DW: The most important trend is that companies are just starting to understand that Customer Success is not the job of one role. Instead, teams are breaking down silos and working together to guide the customer journey. I recently read an article from McKinsey called From Touchpoints to Journeys: Seeing the World as Customers Do. McKinsey shares that even when you provide great customer-facing services like training and support if you don’t guide customers along the journey it is actually a huge detriment to their experience and satisfaction. So break down the silos. You can no longer have great products and services and then hope customers know when to use them.
CC: What is your biggest prediction for the Customer Education industry in 2019?

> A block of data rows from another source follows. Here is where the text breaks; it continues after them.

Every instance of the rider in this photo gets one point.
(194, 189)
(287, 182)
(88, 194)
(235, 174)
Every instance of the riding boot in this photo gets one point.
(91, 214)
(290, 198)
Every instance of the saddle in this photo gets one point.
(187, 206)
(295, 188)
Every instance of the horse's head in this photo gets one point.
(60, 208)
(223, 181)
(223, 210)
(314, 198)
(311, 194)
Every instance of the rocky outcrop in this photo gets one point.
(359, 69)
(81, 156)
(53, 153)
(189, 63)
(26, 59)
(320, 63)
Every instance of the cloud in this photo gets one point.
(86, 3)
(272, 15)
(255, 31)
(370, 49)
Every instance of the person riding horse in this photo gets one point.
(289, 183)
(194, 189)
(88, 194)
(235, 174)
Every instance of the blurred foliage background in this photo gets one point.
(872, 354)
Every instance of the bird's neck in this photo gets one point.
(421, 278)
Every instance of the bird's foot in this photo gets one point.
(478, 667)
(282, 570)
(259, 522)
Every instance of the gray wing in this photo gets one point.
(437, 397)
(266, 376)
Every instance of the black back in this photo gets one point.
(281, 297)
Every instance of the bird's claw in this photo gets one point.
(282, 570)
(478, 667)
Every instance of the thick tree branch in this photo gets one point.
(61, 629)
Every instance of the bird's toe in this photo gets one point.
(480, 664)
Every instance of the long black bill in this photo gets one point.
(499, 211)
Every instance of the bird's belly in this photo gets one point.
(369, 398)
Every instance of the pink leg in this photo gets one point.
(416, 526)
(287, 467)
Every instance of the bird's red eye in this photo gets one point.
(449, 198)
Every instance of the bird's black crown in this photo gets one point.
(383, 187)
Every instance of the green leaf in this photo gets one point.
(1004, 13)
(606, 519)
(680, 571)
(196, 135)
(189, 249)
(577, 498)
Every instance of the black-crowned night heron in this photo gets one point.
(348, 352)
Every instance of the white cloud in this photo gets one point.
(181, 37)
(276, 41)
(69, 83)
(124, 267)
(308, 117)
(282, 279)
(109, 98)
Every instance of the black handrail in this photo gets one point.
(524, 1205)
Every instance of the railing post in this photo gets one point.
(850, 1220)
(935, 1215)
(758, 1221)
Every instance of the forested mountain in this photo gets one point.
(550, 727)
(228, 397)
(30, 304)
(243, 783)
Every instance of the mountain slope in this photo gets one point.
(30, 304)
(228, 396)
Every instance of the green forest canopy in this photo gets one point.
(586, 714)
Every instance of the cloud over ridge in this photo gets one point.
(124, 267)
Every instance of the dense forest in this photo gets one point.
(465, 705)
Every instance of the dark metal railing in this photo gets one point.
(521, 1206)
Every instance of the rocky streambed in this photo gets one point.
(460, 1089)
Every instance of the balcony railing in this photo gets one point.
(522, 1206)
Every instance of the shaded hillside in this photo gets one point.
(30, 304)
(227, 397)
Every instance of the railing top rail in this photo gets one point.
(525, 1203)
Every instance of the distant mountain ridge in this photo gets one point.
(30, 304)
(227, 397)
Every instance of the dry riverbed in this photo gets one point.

DW: I’m on the board of the Customer Education Management Association, and at our Fall Training Leadership conference in Boston, many presenters talked about this same trend of breaking down silos. There is a saying, “We’re all in Sales.” Well, now we’re all in Customer Success, and Customer Education needs to join the Customer Success framework. As a result, Customer Education might seem less visible, because it’s no longer about specific courses. Instead, it’s about customer enablement. The opportunity here is that Customer Education can lead the way. Since Customer Education has been enabling customers a lot longer than Customer Success has been around, Customer Education leaders can be the conductors orchestrating the seamless customer experience across the company.
About Donna Weber:
As the founder of Springboard Solutions, Donna is passionate about engaging customers and specializes in the post-sales customer success journey. With over 20 years’ experience, she has a proven track record helping hi-tech firms create customers for life. Her clients range from start ups to well-established large companies, with a focus on the open source and SaaS arena. Colleagues know Donna as a leader who makes a difference.
Donna is also a principal with Kickstart Alliance, a B2B leadership and operational consulting team, leading the Customer Success practice.
When she’s not springboarding customers to success, you might find her white water kayaking the rivers of California and beyond.